The people of IIOJK have, again and again, rejected the Indian attempt to rule Kashmir at the cost of thousands of lives and years of violence and use of force.

After decades of territorial invasions to conquer and steal wealth and resources, the Indian state has moved on to the next colonial phase.

This phase is about consolidating the territorial gains and is supplemented by the concept of true and fake Indians, which basically is a dog whistle for Hindus (true) and minorities (fake).

Disturbing trends and news are emerging from India. Mob lynching forced religious conversions, anti-minorities hate and fascist rhetoric is engulfing India. Hindutva extremists are in the ascendency after Modi’s rise to power. After years of mob lynching by the largest religious organization in India (Dharam Sansad) is openly calling for Muslim genocide.

The recent legislation passed in the Indian Parliament including CAA, farm laws, abrogation of article 370 is another example of tyranny unleashed by the Indian state.

These changes have altered the Indian socio-economic fabric to its core. There is growing insecurity and fear in marginalized communities.

Whether they live in rural areas or urban areas they fear for their basic rights and life altogether. One of the most serious concerns is the surge in Hindutva movement which poses a great threat to religious minorities.

This Hindutva Movement is not only supported by BJP but also by several other communal Hindu organizations.
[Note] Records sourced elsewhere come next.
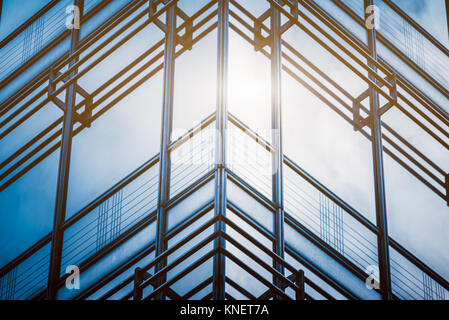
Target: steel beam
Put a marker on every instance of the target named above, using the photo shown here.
(63, 172)
(378, 167)
(167, 126)
(277, 154)
(219, 276)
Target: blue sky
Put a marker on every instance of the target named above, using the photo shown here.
(314, 137)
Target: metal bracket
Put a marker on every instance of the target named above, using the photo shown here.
(294, 11)
(447, 189)
(139, 277)
(259, 40)
(359, 121)
(85, 117)
(152, 11)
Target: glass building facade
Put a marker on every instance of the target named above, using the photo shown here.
(224, 149)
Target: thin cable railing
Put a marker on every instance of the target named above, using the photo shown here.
(36, 36)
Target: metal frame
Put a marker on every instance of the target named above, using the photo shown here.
(395, 88)
(64, 169)
(378, 167)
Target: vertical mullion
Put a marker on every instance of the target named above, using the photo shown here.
(167, 126)
(63, 172)
(221, 120)
(378, 166)
(277, 155)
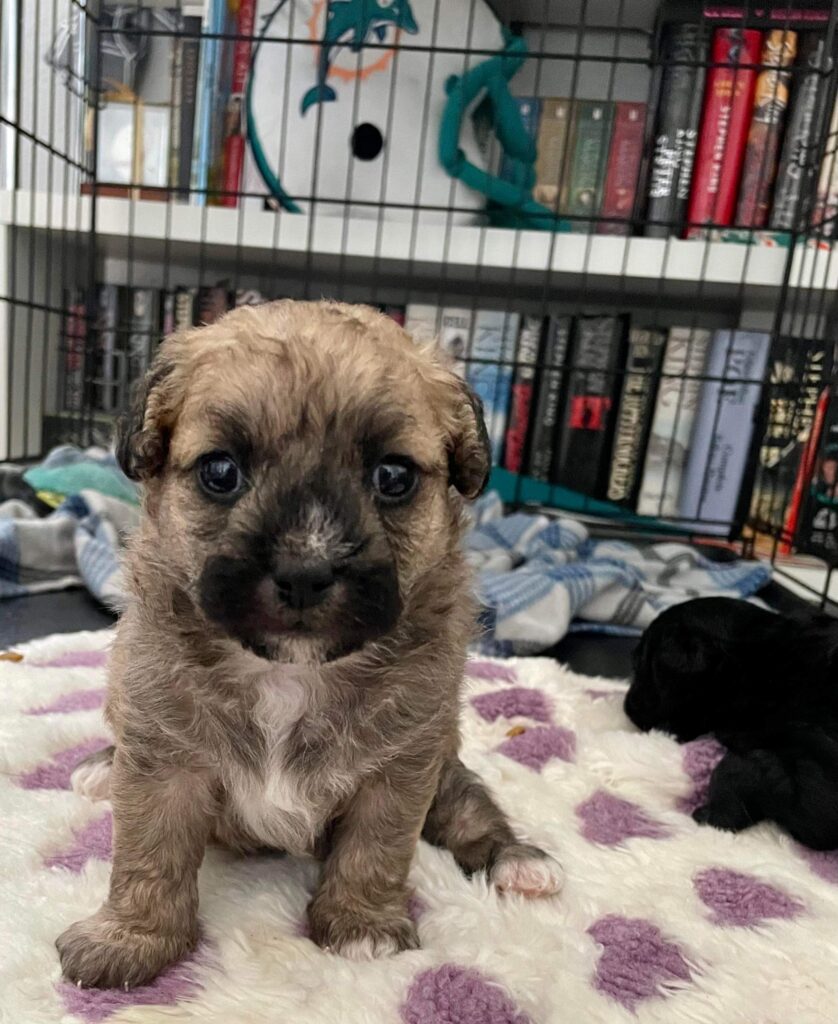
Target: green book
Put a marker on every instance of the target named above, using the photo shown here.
(591, 136)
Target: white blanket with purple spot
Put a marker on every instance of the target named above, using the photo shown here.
(660, 922)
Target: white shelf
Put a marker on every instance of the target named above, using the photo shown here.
(395, 245)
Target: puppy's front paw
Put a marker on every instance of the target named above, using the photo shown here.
(359, 935)
(527, 870)
(99, 952)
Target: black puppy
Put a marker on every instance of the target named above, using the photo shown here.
(766, 687)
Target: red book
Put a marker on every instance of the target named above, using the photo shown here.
(728, 100)
(623, 168)
(234, 153)
(804, 471)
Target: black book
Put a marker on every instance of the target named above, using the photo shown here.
(586, 427)
(546, 408)
(640, 381)
(679, 109)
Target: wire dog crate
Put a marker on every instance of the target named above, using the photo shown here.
(618, 217)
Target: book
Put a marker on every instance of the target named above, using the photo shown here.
(816, 529)
(489, 371)
(676, 131)
(597, 355)
(552, 151)
(548, 394)
(455, 336)
(645, 350)
(74, 337)
(623, 169)
(524, 381)
(190, 58)
(725, 119)
(184, 307)
(795, 174)
(591, 135)
(422, 321)
(672, 421)
(724, 427)
(108, 326)
(142, 330)
(761, 151)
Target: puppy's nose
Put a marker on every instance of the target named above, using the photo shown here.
(304, 586)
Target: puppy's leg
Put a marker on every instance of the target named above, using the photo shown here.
(465, 819)
(161, 822)
(361, 907)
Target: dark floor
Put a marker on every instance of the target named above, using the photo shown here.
(69, 610)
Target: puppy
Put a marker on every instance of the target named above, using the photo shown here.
(766, 687)
(288, 671)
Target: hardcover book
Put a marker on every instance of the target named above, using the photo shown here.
(591, 136)
(671, 433)
(548, 393)
(623, 169)
(770, 100)
(724, 427)
(677, 129)
(597, 355)
(725, 119)
(634, 416)
(522, 387)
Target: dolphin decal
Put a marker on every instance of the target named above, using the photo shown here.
(350, 23)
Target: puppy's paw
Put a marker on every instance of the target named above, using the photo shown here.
(99, 952)
(527, 870)
(358, 935)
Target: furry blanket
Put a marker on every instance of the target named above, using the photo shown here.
(660, 921)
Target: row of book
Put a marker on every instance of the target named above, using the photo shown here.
(669, 423)
(734, 146)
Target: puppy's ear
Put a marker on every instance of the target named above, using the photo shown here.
(470, 454)
(142, 434)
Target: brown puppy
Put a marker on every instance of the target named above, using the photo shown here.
(288, 671)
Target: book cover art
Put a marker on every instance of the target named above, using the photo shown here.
(622, 172)
(551, 163)
(761, 152)
(489, 371)
(639, 386)
(670, 176)
(524, 382)
(455, 336)
(672, 422)
(725, 120)
(795, 176)
(724, 426)
(548, 397)
(597, 356)
(591, 136)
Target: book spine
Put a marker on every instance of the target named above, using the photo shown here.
(552, 150)
(724, 423)
(671, 433)
(623, 169)
(597, 354)
(549, 389)
(191, 51)
(634, 416)
(455, 336)
(592, 127)
(522, 388)
(795, 174)
(770, 101)
(676, 133)
(108, 322)
(727, 104)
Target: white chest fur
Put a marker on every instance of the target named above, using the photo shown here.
(268, 802)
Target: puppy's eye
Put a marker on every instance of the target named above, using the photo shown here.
(394, 479)
(218, 475)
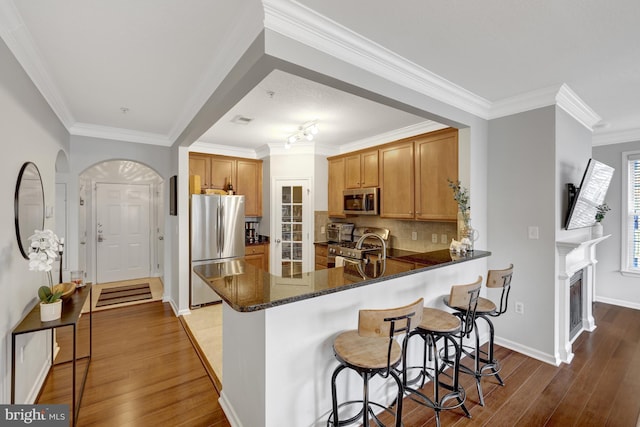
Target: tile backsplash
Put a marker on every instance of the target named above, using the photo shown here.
(401, 232)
Moreover, the Indian authorities have started practicing vividly biased policies and openly discriminate against Muslims, Christians and other minorities.

The Hindu nationalist government of BJP shows prejudice embedded in its core where they have turned judiciary and police as government’s henchmen to target minorities.

Such policies have empowered Hindutva groups that threaten, harass and attack religious minorities with utter disgrace and freedom.

Meenakshi Ganguly, Human Rights Watch Director, says “The Indian government’s embrace of the Hindu majority at the expense of minorities has gotten into government institutions, undermining equal protection of the law without discrimination.”

The government has not only failed to protect the minorities from attacks, but it is also providing political support and cover for prejudice and extremism.

The Prime Minister of India faces great criticism not only at his conduct of government rule but also on his beliefs and toxic misogynistic persona. A member of the Indian Parliament, Mahua Moitra, writes that Mr Modi evidently prioritizes the pursuit of political power by Hindus over Indian lives.

Today, the Hindutva movement has replaced the Indian Nationalism of the 1940s. Such a socio-political discourse in Indian society poses a grim future for both Indian democracy and its claims to be a Secular Union.

—The writer is a contributing columnist.